Let me begin by saying I am a Royals fan. I was raised Royal. Forever Royal. Old enough to remember some of the team’s less fortunate marketing catchphrases, such as “We’re in the big league now.” But I am also a specialist in the commercial construction industry, and I’d like to weigh in on the possibility of a downtown baseball stadium raised by Royals primary owner John Sherman at a press conference on Sept. 14.

Sherman said that the team is listening to the community and will “evaluate our options.” So, I’d like to propose an alternative for consideration: Keep Kauffman Stadium and build green infrastructure instead, including a fast light rail system from downtown to the Truman Sports Complex.

With this idea, we can construct station stops across our beautiful city that can double as a commuter train for our residents. There could be an express line for both Royals and Chiefs games.

Ever since this idea of a downtown stadium has been circulating, it’s filled me with such disappointment because of its lack of imagination. I get it as a baseball fan. There are some enviable parks out there with some really pretty views past the scoreboard. But I’m not just a fan of the game. I’m a true-blue Royals fan. And Kauffman Stadium, though older, is still shiny from its renovation. And it consistently gets kudos as one of the most beautiful stadiums in the major leagues. In other words, it’s not broken, so why fix it?

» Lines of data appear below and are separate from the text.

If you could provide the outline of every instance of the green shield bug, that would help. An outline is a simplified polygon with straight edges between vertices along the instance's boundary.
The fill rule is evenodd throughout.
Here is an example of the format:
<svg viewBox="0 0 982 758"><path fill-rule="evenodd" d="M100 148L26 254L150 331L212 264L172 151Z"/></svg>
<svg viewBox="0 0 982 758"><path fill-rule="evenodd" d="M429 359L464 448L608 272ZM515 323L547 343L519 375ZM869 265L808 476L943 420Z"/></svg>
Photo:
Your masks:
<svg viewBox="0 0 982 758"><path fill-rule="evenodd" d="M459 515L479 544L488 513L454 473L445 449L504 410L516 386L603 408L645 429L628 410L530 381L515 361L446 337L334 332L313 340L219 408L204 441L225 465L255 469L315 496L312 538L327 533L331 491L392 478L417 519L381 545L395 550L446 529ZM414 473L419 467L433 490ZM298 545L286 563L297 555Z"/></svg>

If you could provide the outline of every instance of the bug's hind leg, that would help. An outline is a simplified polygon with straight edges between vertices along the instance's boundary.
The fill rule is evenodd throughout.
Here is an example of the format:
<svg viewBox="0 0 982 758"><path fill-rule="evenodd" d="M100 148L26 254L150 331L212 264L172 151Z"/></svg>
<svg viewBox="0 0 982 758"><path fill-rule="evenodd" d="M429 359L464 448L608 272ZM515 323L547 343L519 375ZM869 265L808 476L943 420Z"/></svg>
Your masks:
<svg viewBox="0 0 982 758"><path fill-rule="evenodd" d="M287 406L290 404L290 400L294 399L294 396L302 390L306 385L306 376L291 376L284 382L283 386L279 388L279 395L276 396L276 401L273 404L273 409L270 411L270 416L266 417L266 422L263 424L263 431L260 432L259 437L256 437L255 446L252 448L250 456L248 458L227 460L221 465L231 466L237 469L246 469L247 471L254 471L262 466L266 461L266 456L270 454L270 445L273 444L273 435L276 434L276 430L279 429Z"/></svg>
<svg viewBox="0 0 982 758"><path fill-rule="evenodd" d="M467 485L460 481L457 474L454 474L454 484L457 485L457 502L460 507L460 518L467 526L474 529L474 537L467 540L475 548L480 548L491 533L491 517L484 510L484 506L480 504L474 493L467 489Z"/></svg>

I also dread the idea of all the problems that would come with a downtown field of dreams: higher ticket prices, a nightmare parking issue and the thought of all that money going to something that is truly optional while our city could be upgraded so well by creating much needed infrastructure. (And bye-bye to the Kauffman Stadium name, and hello to something awful and commercial like Chicago’s Guaranteed Rate Field.)

This could be a first route of a much better public transportation system that would be a step toward linking our many diverse communities. Our city’s East Side is as much a part of our beautiful city as our thoroughly trafficked Westside, Country Club Plaza, Waldo, Brookside and other popular destinations. I think of the route that a light rail line could travel through, and the stops it could make close to the 18th & Vine Jazz District, Van Brunt and Emanuel Cleaver II Boulevard. Infrastructure could be built around the stops, adding vitality to more neighborhoods.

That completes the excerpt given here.